Dans une société qui se numérise, la maîtrise et la sécurisation des données sont devenues un enjeu crucial. Pour répondre à ce double impératif, l’Agence nationale de la sécurité des systèmes d’information (Anssi) a créé le label SecNumCloud pour qualifier les entreprises françaises capables d’assurer une parfaite sécurité des données. A ce jour, plusieurs prestataires ont obtenu cette qualification et d’autres ont entamé le processus. La question du manque d’alternative crédible aux Gafam, soulevée par la CNIL, ne tient plus.

Ne pas céder aux sirènes des Gafam

Aujourd’hui, il est urgent d’ajouter un nouveau pilier à la stratégie française de souveraineté numérique. Après le financement des start-up, après la qualification SecNumCloud, il est primordial de créer un « small business act » à la française. Pour se développer et s’affirmer dans le paysage mondial ultra-concurrentiel du numérique, les start-up et ETI françaises doivent impérativement recevoir le soutien des grandes entreprises et institutions françaises.

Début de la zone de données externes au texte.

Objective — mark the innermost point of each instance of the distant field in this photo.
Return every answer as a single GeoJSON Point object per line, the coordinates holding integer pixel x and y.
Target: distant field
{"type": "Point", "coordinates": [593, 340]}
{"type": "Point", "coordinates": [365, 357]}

Si l’on veut que Mistral AI, notre champion de l’intelligence artificielle générative, rivalise avec OpenAI, Google ou Anthropic, il ne lui faut pas seulement des financements, il faut surtout des commandes. Si l’on veut reprendre le contrôle du cloud et de la sécurisation des données, il faut faire confiance aux entreprises françaises. Si l’on veut héberger en toute sécurité les données de santé des Français, il ne faut pas se résoudre à céder aux sirènes des Gafam. Soutenons et engageons des entreprises françaises expertes et innovantes.

C’est grâce au « small business act » que des géants comme Google et Amazon ont pu émerger aux Etats-Unis et diffuser dans le monde entier leurs produits, déjà largement amortis sur leur marché national. Ne soyons pas fascinés par une supposée avance technologique américaine. Utilisons les mêmes leviers de croissance pour faire de nos entreprises technologiques françaises des alternatives crédibles à Microsoft ou à Google.